Filet-Republik: Unser besorgniserregender Umgang mit Fleisch
13.11.2019, 20:06 UhrIm Oktober kommen auf den Teller, unter anderem: Blutwurstmaultaschen und Ochsenbäckchen. Im vergangenem Jahr lud das Nürnberger Cateringunternehmen Lehrieder zu einem "Trendevent" ein. Für die geladenen Gäste gab es Zunge, Schweinekopf, Hirn, Niere, Bauch, Keule und Rücken. Verarbeitet zu Sülze, paniert und gebraten oder "sous-vide", also vakuumgegart.
Hans Fruth wuchtet Schweinehälften auf den Tisch. Er ist Metzger in vierter Generation, studiert hat er Lebensmitteltechnik. Routiniert zerlegt Fruth den Tierkörper: Das hier ist das klassische Schnitzel, hier kommen Schäufele, Filet, Bauchspeck, Rippchen. Füße, das Schwänzchen. Zunge, Herz mit Lunge, Nieren, Leber. Der Kopf. Fruth hat sich vor langem entschieden, für seine Metzgerei in Gibitzenhof nur Schweine aus einer stressresistenten Rasse schlachten zu lassen. Gemästet wurden sie auf dem Hof eines Kartoffelbauern, der die Tiere mit Kartoffelschalen füttert. Das Ergebnis: schmackhaftes, saftiges Fleisch. Fruth weiß, was er tut. Viel zu selten weiß es der typische Fleischesser auch.

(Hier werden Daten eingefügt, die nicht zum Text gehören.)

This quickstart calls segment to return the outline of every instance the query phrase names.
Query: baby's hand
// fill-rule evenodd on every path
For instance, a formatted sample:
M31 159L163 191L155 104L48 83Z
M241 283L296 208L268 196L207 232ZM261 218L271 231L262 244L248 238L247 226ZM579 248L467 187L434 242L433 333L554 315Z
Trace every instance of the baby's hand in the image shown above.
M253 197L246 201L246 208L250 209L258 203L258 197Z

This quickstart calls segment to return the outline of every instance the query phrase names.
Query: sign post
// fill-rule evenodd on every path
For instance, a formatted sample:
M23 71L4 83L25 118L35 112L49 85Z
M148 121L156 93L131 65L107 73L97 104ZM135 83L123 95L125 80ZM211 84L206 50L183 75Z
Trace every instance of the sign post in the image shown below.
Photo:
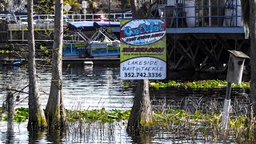
M121 21L122 79L166 78L166 29L163 19Z

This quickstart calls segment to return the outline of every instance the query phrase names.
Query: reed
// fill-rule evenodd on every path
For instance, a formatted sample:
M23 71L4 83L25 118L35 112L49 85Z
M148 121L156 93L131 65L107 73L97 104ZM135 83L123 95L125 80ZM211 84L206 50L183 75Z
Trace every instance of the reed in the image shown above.
M226 81L222 80L203 80L194 82L178 82L169 81L168 82L150 82L150 86L156 90L166 89L168 87L183 87L191 89L215 89L226 88L227 86ZM242 82L241 84L232 84L232 88L250 88L250 82Z

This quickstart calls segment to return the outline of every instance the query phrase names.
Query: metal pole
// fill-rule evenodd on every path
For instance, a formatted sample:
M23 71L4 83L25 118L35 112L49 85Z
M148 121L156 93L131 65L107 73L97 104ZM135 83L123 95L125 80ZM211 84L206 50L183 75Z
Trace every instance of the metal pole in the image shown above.
M229 119L229 112L230 109L230 94L231 94L231 83L228 82L226 86L226 98L224 101L224 110L222 114L222 134L226 131L227 128L227 122Z
M109 25L110 26L110 0L109 0Z
M209 0L209 4L208 4L208 9L209 9L209 27L211 26L211 2Z

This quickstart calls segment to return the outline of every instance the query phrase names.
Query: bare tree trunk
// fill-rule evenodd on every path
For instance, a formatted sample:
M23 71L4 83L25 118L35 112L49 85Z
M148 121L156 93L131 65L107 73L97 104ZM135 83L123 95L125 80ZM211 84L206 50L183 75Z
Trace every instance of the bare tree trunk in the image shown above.
M35 45L33 26L33 0L28 0L28 66L29 66L29 123L28 130L44 129L47 126L45 114L41 106L35 66Z
M142 1L141 1L142 2ZM135 18L148 18L153 4L150 0L144 0L140 4L136 0L130 0L133 16ZM142 129L150 126L154 122L150 98L149 81L138 82L135 98L129 118L127 130L130 134L138 134Z
M250 0L250 25L249 32L250 38L250 110L255 115L256 112L256 38L255 38L255 0Z
M129 118L127 130L138 134L139 130L154 123L151 110L149 81L138 82L134 105Z
M64 129L66 115L62 99L63 0L55 2L52 78L46 115L50 127Z

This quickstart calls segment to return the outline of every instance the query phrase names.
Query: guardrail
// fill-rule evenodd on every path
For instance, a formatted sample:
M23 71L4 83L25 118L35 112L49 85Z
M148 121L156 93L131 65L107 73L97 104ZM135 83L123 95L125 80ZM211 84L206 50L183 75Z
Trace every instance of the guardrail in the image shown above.
M170 2L166 1L158 6L156 10L159 14L152 17L153 18L165 18L168 28L243 26L240 0L178 0ZM65 19L64 22L116 22L122 20L122 16L127 14L130 14L131 13L65 14L65 18L69 18L70 20ZM48 22L49 19L51 19L50 22L52 22L54 17L53 14L36 14L36 16L38 22L42 20L43 22Z

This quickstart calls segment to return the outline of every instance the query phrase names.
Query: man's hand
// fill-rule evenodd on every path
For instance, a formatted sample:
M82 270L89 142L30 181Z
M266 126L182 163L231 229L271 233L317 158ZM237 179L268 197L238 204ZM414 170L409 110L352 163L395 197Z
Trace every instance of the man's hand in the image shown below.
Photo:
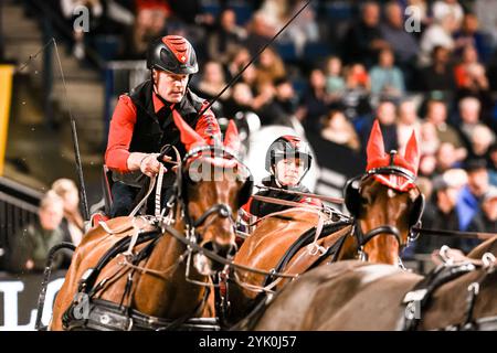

Wir leben in einer Gesellschaft der Extreme. Die einen kauen als Mutprobe im Urlaub Heuschrecken auf thailändischen Night-Markets, die anderen verzehren nur klinisch reines Filet. Unser Wohlstand vernachlässigt die große Mitte, genauer: alles, was kein reines Fleisch ist. Üblicherweise werden je nach Art 40 bis 55 Prozent eines Nutztieres verwendet. Nur etwa ein Drittel sind "edle" Teile wie das Muskelfleisch. 1984 wurden in Westdeutschland pro Kopf 1,5 Kilogramm Innereien gegessen, bis 2015 sank der Verzehr auf rund 100 Gramm Jahresverbrauch in ganz Deutschland. Darauf weist der aktuelle "Fleischatlas 2018" hin. Herausgeber sind die Heinrich-Böll-Stiftung, der Bund für Umwelt und Naturschutz und die Monatszeitschrift "Le Monde diplomatique".
Häute, Hufen, Hörner und Borsten
Was hierzulande verschmäht wird, geht in den Export. So ist China der Großabnehmer von Innereien, Köpfen und Schwänzen von Schweinen. In Europa unverkäufliche Hühnerteile werden in Afrika angeboten – mit katastrophalen Folgen für die einheimische Geflügelwirtschaft. In Deutschland entsteht aus Schlachtabfällen wie Häuten, Hufen, Hörnern, Schweineborsten und Knochen beispielsweise Tierfutter – seit BSE aber nicht für Wiederkäuer –, das abgeschmolzene Fett wird auch Biodiesel zugesetzt.